The French and US ambassadors called for tighter regional and global cooperation to fight the threat of jihadist attacks in Senegal and the broader West Africa region in separate statements issued Tuesday.
After two successive attacks in past weeks in the capitals of Mali and Burkina Faso, Senegal’s Interior Minister Abdoulaye Daouda Diallo said “the surge of terrorist groups shows the international community must fight terrorism everywhere with the same combativity.”
Speaking at talks on a four-year French funding plan against terrorism, he said the only way forward was to “strengthen our cooperation” and “share our means.”
France’s ambassador to Senegal, Jean-Felix Paganon, who attended the meeting, said cooperation in the fight against the Islamist threat “calls for regional and international cooperation.”
At a separate meeting with the media, US ambassador James Zumwalt said “the Senegalese are very eager to partner with us and work with us because they obviously are concerned about the possibilities of terrorist incidents and also worried about radical extremism here in Senegal.”
Senegal, like Mali and Burkina Faso which were hit by deadly Islamist attacks in December and January, is a majority Muslim nation though it has so far been free of extremist jihadist attacks.
“The threat is no greater now than it was before the attack in Burkina Faso, it’s the same threat. And the Senegalese capability is the same capability that they had before,” the US diplomat said, referring to the January 15 attack against hotels and cafes popular with foreigners in the Burkina capital Ouagadougou that left 30 dead.
Both that attack and the one in Bamako in December were claimed by Al-Qaeda in the Islamic Maghreb (AQIM).
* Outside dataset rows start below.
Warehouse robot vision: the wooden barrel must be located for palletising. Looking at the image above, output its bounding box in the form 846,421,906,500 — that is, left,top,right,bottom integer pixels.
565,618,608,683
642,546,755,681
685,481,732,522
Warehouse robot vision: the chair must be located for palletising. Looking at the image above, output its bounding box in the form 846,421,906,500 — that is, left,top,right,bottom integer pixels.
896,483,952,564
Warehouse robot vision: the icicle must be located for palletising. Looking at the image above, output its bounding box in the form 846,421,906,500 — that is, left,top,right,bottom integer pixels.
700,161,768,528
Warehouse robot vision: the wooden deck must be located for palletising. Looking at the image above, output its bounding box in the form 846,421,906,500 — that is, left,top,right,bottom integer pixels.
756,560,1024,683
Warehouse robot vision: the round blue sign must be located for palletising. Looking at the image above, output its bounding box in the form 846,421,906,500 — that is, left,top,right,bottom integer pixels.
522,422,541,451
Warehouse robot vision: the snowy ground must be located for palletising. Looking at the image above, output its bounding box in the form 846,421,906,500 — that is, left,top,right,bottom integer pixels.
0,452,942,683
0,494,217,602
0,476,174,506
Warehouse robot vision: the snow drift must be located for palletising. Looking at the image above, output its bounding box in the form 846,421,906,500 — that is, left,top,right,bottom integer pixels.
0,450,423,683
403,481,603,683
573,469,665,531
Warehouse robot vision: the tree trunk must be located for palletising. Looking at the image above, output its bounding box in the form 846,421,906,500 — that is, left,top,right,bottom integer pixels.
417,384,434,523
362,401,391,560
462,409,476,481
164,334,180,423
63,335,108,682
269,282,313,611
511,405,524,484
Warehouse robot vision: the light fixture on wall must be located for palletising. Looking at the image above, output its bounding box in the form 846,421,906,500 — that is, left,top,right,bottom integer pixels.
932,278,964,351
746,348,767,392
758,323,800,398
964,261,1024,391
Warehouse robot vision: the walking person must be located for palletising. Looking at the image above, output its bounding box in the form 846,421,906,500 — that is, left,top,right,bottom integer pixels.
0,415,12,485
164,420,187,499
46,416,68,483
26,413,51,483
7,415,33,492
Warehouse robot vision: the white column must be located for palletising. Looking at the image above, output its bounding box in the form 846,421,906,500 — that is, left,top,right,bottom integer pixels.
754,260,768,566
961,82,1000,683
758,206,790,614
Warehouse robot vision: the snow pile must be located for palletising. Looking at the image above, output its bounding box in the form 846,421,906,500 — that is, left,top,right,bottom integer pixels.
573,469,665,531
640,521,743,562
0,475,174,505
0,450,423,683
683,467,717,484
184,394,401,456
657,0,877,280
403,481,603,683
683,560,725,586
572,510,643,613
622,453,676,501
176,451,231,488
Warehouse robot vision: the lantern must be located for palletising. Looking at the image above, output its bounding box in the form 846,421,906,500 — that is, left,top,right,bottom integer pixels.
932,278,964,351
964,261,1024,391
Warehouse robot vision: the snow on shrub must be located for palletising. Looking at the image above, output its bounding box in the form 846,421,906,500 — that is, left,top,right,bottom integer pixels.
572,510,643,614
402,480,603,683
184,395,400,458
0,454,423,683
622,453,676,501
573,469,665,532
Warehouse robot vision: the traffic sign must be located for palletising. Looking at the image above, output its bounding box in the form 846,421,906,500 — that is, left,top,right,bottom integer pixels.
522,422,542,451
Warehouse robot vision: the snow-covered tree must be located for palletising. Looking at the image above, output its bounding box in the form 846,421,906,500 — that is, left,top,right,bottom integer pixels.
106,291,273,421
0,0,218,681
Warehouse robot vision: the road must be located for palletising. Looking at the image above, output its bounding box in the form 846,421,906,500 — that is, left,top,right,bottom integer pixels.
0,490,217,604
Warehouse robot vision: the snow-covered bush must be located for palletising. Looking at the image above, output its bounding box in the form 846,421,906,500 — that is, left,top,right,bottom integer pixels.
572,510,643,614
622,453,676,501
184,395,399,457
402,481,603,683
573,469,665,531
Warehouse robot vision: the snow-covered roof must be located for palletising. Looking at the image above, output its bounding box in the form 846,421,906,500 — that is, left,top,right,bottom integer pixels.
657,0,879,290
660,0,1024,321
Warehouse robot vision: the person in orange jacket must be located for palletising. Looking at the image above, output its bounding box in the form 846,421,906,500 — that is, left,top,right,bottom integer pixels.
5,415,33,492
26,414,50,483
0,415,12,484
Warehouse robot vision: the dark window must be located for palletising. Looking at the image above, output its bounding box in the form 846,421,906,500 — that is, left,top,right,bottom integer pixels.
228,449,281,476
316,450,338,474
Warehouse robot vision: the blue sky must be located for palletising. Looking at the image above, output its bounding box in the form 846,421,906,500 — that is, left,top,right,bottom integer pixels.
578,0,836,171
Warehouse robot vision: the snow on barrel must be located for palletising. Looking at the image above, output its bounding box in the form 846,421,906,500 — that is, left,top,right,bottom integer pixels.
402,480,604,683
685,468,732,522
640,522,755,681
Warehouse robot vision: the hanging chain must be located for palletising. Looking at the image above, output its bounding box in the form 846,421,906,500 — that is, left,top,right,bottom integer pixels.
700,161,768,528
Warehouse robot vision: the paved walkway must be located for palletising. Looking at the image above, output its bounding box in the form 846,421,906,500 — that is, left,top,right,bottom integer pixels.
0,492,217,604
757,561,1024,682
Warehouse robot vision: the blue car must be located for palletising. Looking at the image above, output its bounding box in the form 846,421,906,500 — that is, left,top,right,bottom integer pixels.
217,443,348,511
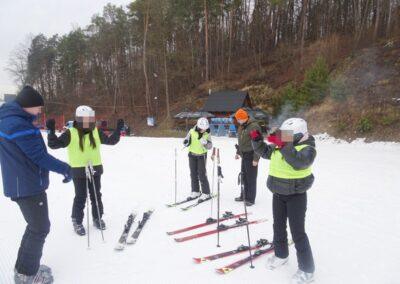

“There’s more awareness now about those threats and we clearly want to work very closely with Senegal to help them increase their capacity to respond, either pre or post attack, to a terrorist incident,” he added.
He said an upcoming three-week joint military exercise between Africa, US and European troops, known as Flintlock and starting next week in Senegal and Mauritania would aim to help a country’s respond to an Islamist attack.
Around a dozen people, including several Muslim preachers, were arrested in November in Senegal for “links to AQIM and Islamic State”, a Senegalese security source told AFP.